Et d’autres, encore et toujours d’autres.
Un jour, alors que j’observais la tenue d’un sexy-bingo sur la scène, aux règles totalement improbables, une tête passa dans mon champ de vision. Brun, grand, de dos.
Mon cœur s’arrêta de battre.
Était-ce possible ?
Je scrutai l’arrière de la tête brune à en vriller des trous dedans. Les épaules étaient un peu plus larges, dans mes souvenirs. Était-ce lui ? C’était impossible, et pourtant si jamais...
Je descendis de ma chaise, et chose inhabituelle chez moi, je traversai la foule pour me poster derrière lui.
Pas la même allure, pas tout à fait le même taille. Mais le même genre d’aura. D’atmosphère.
- Je te paye un verre ? dis-je en glissant un bras autour de sa taille.

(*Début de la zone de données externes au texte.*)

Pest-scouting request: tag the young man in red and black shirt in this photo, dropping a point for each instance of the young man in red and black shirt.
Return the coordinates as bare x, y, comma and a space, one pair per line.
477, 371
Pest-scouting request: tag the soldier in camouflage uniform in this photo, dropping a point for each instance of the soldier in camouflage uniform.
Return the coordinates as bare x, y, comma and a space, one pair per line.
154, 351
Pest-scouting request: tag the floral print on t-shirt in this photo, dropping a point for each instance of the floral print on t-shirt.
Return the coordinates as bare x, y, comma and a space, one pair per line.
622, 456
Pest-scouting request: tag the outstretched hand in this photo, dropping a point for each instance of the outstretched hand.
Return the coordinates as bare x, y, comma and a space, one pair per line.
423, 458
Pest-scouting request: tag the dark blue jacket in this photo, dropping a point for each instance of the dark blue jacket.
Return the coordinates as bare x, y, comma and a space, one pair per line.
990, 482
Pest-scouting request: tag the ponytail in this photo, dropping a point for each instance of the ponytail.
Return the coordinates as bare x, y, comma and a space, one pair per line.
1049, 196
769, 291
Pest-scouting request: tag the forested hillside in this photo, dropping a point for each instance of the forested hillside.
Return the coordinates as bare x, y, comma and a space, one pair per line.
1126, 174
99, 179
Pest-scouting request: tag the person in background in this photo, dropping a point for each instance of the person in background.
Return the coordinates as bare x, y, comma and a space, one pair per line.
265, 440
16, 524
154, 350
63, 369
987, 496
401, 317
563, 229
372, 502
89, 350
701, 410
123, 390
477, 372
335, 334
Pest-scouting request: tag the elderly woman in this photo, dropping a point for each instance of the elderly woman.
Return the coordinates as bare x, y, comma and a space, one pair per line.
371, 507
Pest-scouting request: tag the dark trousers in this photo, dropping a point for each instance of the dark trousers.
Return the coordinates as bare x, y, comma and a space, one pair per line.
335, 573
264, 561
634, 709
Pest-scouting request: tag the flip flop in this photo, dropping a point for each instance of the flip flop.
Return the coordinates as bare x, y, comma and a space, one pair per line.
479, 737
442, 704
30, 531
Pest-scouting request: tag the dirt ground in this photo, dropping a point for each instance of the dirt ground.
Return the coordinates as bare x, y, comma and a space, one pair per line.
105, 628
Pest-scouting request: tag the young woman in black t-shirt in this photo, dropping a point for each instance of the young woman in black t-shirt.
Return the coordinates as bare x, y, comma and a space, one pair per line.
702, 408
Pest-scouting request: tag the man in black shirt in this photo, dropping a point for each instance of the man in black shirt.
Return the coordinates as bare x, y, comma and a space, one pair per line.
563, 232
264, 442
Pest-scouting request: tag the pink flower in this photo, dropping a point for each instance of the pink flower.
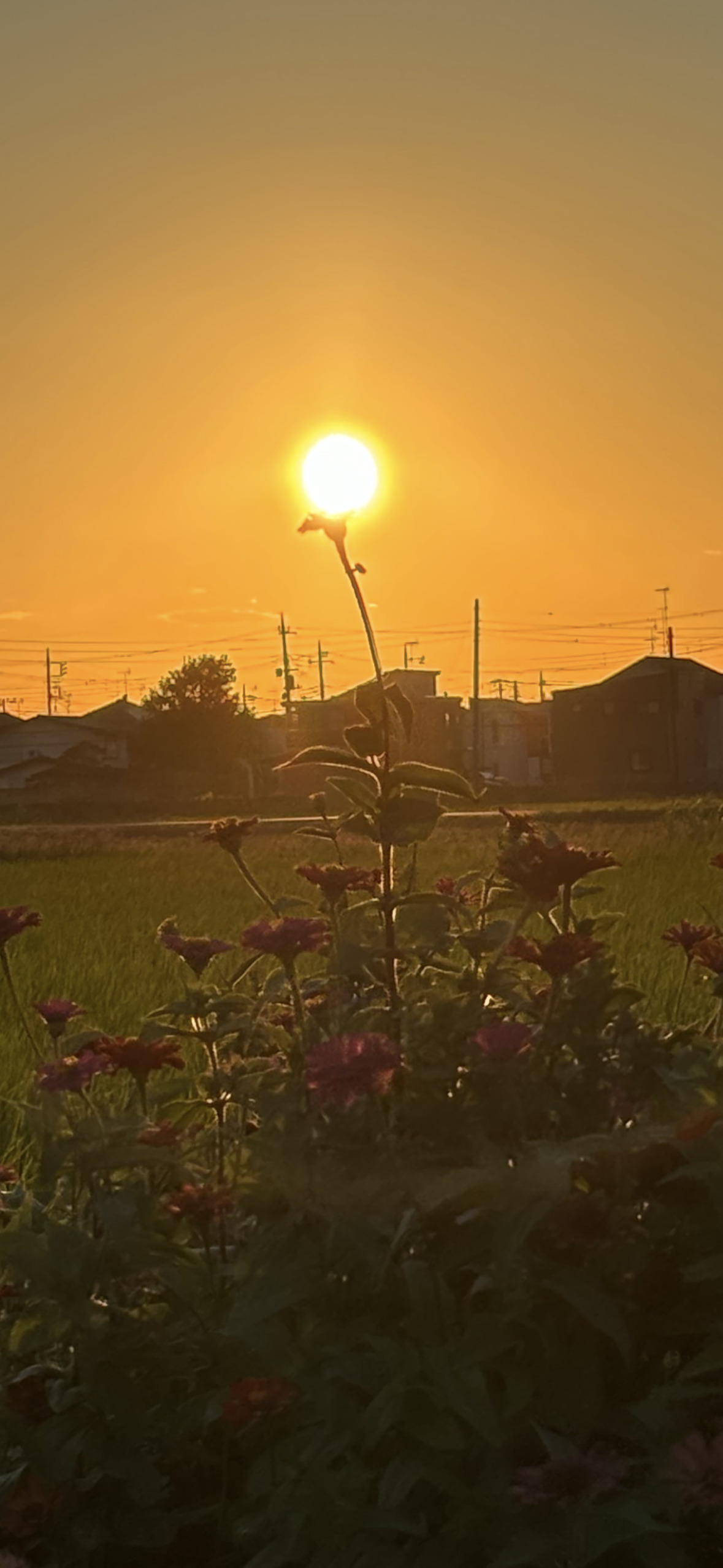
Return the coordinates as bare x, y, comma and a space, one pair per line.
576, 1478
16, 921
502, 1040
196, 951
71, 1075
286, 938
336, 880
57, 1015
687, 937
697, 1468
347, 1067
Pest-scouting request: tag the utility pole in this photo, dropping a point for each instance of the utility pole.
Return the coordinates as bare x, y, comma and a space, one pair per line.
665, 591
322, 655
286, 667
476, 698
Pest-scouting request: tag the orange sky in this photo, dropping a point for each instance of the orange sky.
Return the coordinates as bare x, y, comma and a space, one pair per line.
483, 233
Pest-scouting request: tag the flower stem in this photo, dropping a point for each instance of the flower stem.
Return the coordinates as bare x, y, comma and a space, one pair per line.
18, 1004
256, 888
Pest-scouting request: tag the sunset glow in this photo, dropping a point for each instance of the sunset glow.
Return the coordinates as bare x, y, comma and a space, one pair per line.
339, 475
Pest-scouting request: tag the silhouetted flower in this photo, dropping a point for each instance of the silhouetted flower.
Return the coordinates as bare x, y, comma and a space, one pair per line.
286, 938
16, 921
502, 1040
541, 869
164, 1136
697, 1468
347, 1067
575, 1478
336, 880
57, 1015
258, 1396
71, 1075
559, 955
710, 954
198, 1205
139, 1058
687, 937
196, 951
231, 831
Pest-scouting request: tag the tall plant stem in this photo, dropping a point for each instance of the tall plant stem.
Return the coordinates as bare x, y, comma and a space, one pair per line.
18, 1004
386, 849
256, 888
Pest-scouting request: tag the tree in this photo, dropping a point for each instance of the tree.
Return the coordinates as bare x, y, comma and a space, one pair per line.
195, 725
206, 681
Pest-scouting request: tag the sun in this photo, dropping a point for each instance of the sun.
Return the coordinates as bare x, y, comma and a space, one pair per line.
339, 475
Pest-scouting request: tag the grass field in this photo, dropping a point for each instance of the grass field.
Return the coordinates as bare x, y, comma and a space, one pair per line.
102, 897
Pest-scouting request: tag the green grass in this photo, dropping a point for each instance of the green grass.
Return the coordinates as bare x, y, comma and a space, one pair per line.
102, 897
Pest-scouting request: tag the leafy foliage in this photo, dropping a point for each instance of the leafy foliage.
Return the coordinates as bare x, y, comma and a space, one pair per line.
369, 1280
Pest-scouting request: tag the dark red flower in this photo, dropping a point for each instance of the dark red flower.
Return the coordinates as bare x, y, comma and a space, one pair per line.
139, 1058
286, 938
57, 1015
697, 1468
349, 1067
71, 1075
258, 1396
541, 869
336, 880
231, 831
196, 951
16, 921
710, 954
502, 1040
687, 937
164, 1136
559, 955
198, 1205
575, 1478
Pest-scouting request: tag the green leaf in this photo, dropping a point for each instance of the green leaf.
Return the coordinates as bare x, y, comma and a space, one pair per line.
427, 777
594, 1305
327, 756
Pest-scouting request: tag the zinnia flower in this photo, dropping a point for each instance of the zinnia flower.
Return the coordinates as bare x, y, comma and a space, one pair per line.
502, 1040
200, 1205
576, 1478
336, 880
258, 1396
162, 1136
710, 954
559, 955
541, 869
697, 1468
196, 951
139, 1058
286, 938
347, 1067
57, 1015
16, 921
687, 937
71, 1075
231, 831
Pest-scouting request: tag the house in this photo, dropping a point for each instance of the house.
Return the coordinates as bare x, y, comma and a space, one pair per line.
99, 739
656, 725
513, 740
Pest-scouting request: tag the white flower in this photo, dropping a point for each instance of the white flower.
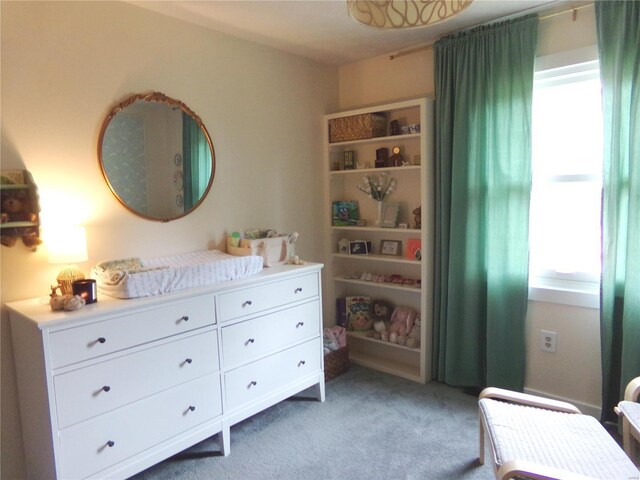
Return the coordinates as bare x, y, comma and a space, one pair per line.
378, 188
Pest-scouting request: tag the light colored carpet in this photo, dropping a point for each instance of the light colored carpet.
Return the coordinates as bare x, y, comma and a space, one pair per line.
371, 426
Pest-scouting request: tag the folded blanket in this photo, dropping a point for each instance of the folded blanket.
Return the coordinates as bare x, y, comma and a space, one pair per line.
111, 272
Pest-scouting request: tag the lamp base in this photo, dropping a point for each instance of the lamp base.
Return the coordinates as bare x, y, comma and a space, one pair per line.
67, 276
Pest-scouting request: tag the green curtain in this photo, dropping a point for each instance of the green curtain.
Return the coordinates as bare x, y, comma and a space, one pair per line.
197, 162
618, 25
483, 90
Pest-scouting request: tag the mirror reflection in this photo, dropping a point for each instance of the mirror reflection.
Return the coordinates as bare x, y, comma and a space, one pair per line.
156, 156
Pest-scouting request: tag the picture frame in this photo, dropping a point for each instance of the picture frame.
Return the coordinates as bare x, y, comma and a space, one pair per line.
358, 247
414, 249
391, 247
349, 160
389, 215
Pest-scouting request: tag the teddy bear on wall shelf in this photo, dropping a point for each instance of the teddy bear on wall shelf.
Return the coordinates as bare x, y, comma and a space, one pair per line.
16, 208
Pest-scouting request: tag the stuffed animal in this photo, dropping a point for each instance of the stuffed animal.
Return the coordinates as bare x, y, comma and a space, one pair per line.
402, 320
413, 339
15, 208
381, 311
66, 302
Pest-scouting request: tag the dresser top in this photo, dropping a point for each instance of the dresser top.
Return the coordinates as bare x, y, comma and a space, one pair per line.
37, 310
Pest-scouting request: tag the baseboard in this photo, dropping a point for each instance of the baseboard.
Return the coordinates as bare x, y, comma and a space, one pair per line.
592, 410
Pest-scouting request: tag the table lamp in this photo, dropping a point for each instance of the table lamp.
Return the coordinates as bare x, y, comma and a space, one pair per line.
68, 246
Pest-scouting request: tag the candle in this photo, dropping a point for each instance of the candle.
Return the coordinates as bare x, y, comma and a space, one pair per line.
86, 289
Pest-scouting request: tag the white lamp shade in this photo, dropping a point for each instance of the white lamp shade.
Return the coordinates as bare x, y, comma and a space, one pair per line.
67, 244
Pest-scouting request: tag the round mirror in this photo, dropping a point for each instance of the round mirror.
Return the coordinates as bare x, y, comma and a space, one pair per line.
156, 156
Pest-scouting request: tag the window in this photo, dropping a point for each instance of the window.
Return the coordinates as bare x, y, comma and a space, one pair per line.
567, 178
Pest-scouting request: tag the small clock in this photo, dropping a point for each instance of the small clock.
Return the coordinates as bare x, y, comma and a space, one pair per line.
396, 160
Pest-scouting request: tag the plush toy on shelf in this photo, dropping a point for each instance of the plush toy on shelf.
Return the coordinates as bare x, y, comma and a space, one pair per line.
381, 313
402, 320
15, 208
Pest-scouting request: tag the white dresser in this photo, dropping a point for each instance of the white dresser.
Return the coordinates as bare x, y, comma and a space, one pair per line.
120, 385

Il se retourna. Non, ce n’était pas lui. Mais mon illusion fonctionnait. Je lui souris doucement, le regardant d’un air invitant. Il me dévisagea, semblant me trouver à son goût. Pour une fois que ça me servait d’être plutôt pas mal. Il dut se trouver chanceux. Il n’était pas désagréable. Sa taille était ferme, et sous mes mains, ses fesses l’étaient tout autant.
J’avais envie de zapper le verre, tant que l’illusion tenait. Je le lui dis.
- Demandé par un aussi beau mec que toi… je suis plutôt du genre à discuter d’abord, mais là…
Il était pas mal mais trop bavard. L’illusion n’allait pas tenir. J’avais envie qu’il se taise. Je collai ma bouche sur la sienne.
Il comprit, enfin, et me suivit dehors en roulant des épaules. Il avait la sensation d’avoir gagné le gros lot. Perso, j’imaginais déjà quelle musique j’allais me jouer en boucle dans ma tête pour ne pas être obligé de l’écouter.